No reinado de Baco
Marco Antônio Soares de Oliveira - Jornalista e escritor
Bandeira branca, eu peço paz... A música desfila na passarela do samba, da vida, passa por nossos corpos e nos seduz. Há um cheiro de pecado no ar... É carnaval! Baco reina. As divindades da mitologia greco-romana, Baco (deus do vinho) e Momo, dividem as honras nos festejos. Durante as comemorações, em Roma, acontecia uma aparente quebra de hierarquia da sociedade, já que escravos, filósofos e tribunos se misturavam em praça pública e promoviam uma verdadeira farra, onde ocorriam verdadeiros bacanais. As vestais se reuniam e esbanjavam aromas sedutores. Tudo se repete hoje. A palavra carnaval pode ter sua origem na expressão latina "carrum novalis", com a qual os romanos abriam seus festejos, ou na palavra "carnelevale", do dialeto milanês, que significa "adeus à carne" - uma alusão ao início da quaresma cristã. A arte milenar de origem faraônica realizada no verão, onde crianças e mulheres se reuniam com máscaras e corpos pintados, com o intuito de espantar os demônios que prejudicavam as colheitas eram realizadas pela coletividade.

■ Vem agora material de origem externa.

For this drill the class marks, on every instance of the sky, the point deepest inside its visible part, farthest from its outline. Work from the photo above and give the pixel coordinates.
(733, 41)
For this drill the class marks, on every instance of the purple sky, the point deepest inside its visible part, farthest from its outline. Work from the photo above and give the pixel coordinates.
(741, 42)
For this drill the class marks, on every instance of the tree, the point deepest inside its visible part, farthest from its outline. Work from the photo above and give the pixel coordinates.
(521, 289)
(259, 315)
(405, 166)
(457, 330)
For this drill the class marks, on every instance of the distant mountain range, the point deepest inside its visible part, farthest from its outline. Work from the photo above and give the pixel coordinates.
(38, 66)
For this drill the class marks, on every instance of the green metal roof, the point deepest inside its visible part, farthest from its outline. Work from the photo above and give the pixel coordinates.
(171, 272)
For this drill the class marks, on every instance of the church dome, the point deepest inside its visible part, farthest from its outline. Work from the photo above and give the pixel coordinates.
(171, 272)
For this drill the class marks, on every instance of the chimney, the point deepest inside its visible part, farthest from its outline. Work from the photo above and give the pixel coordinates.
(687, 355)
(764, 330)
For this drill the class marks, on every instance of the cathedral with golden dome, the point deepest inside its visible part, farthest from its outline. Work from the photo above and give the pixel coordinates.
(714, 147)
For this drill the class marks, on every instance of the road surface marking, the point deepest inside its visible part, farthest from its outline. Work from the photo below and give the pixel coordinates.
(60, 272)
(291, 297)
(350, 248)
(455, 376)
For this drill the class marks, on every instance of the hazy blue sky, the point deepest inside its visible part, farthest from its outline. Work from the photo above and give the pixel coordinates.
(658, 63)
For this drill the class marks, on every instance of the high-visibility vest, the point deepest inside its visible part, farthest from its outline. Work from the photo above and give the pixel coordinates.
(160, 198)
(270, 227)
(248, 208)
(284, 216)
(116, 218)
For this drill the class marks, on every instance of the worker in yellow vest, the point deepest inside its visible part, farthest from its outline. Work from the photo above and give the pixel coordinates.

Hoje, ao contrário, os homens chamam os demônios de saia e suam a camisa do prazer. Os arlequins e colombinas cruzam na passarela da avenida. Blocos fantasiados passam. Espalhados pelo chão, confetes dão conta da ilusão passageira. Pleno reinado de Momo, o rei da folia. As gazelas abrem alas e a fauna desfila no emaranhado da selva de pedra. As mesas estão cheias de copos cheios e homens vazios. O álcool destila os sonhos desfeitos. Amanhã é quarta-feira e a farra termina. Orfeus procuram dar as últimas cartadas. As Eurídices amontoam-se no canto do salão. O conjunto nos leva para a terra de Alá. Odaliscas induzem ao segredo do ventre desnudo. E eu me amarro no momento que se esvai, tentando agarrar algum confete colorido que me esconda da realidade do cheque voador, que amanhã eu possa cobrir. Suor e perfume gastos deixam a marca do pecado. Homens e mulheres se abraçam e caem pelas ruas. Amanhã de manhã o sol baterá em nossos rostos e mostrará os traços da orgia. E aí ressuscitaremos sacudindo a poeira de nossas fantasias. A boca seca nos empurrará para o pote da consciência despertada.
Rolam duas lágrimas dos olhos negros da dançarina. Parece até poema de Júlio Salusse: Os Cisnes. O namorado a deixou no meio do salão. Notei os pés da moça, que antes deslizavam suavemente. Os pés constituem uma espécie de feitiço. Imaginei escalar aquela cordilheira e cair prazerosamente no vulcão das sensações. A vida ainda nos reserva o caldo da esperança. Então assobiei a marcha da quarta-feira de cinzas.